Lawrence on Antifragile Administrative Law

Matthew B. Lawrence (Emory University School of Law) has posted Antifragile “Administrative Law”: The Systemic Effects of Executive Lawbreaking on SSRN.  Here is the abstract:

Lawbreaking by executive branch actors can weaken democratic capacity by undermining the legitimacy of the administrative state, eroding the rule of law, driving expert civil servants from the workforce, shifting blame for legislative and executive inaction to the judiciary, and supporting a deconstructive attorney workforce skilled only in combatting agency action. From the perspective of longstanding movements that oppose democratic capacity, these systemic effects favor the use of lawbreaking as a deconstructive tool, a reason to err on the side of illegality while in power or even deliberately act without regard for law. In a word, the tendency of executive lawbreaking to weaken democratic capacity makes administrative law fragile; the more administrative laws are broken, the weaker the administrative state becomes.

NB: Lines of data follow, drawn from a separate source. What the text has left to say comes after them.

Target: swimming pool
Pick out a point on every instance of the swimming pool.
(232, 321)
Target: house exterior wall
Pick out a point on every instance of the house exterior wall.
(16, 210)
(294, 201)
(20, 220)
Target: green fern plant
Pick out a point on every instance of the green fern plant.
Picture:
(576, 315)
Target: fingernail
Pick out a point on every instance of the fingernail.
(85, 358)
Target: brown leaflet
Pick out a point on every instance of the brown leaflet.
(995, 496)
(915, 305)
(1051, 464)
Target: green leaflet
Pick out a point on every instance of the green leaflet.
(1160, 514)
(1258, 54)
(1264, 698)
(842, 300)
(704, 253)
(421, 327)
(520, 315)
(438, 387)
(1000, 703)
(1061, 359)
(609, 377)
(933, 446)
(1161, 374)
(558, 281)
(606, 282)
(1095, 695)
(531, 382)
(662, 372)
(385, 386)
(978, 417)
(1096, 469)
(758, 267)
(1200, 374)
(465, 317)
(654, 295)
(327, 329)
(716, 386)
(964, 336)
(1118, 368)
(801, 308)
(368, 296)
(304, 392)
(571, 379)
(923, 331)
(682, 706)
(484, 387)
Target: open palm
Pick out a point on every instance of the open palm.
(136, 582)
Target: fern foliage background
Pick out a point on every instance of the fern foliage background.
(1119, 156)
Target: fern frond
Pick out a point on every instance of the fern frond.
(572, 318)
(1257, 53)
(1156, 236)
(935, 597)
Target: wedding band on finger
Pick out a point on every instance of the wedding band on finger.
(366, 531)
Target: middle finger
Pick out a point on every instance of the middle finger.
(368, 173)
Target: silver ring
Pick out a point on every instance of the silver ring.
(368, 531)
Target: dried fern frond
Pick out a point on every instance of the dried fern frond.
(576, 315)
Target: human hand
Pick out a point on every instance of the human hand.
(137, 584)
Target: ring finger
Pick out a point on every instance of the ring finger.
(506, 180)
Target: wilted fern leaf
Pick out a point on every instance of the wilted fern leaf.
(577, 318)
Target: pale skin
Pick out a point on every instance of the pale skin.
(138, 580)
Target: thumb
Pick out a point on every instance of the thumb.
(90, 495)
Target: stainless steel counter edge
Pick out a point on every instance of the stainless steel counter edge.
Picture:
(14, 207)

It is possible to counteract the usefulness of lawbreaking as a deconstructive tool because lawbreaking by executive branch actors need not necessarily weaken democratic capacity. Executive lawbreaking can also strengthen democratic capacity by surfacing narratives about the benefits of administration, supporting a constructive attorney workforce, and facilitating constructive organizing. By harnessing the potential for executive lawbreaking to strengthen democratic capacity, institutional designers could make administrative law antifragile; the more administrative laws are broken, the stronger the administrative state becomes.

Those writing laws, crafting doctrines, or developing legal institutions with the goal of building durable democratic capacity must be realistic and work on the assumption that state power will be held, at one point or another, by those who would prefer to dismantle the administrative state. To build durable democratic capacity despite this inevitability, designers should avoid legal rules and institutions that enhance executive lawbreaking’s deconstructive effects. To that end, scholars and teachers hoping to build democratic capacity should avoid organizing scholarly inquiry and law school classes into trans-substantive, juris-centric fields like “administrative law” that create a deconstructive attorney workforce with the ability to identify and address the harms of state power but not to help devise and construct programs to secure its benefits in particular substantive domains. Instead, designers should embrace legal rules and institutions that lend antifragility to administrative law, including by expanding the availability of fee-shifting for non-profit entities under the Equal Access to Justice Act, integrating “administrative law” rules in substantively-focused courses rather than vice versa, leaning into the consideration of reliance interests in arbitrary and capricious review, and leveraging associational standing requirements that empower substantively engaged interest groups.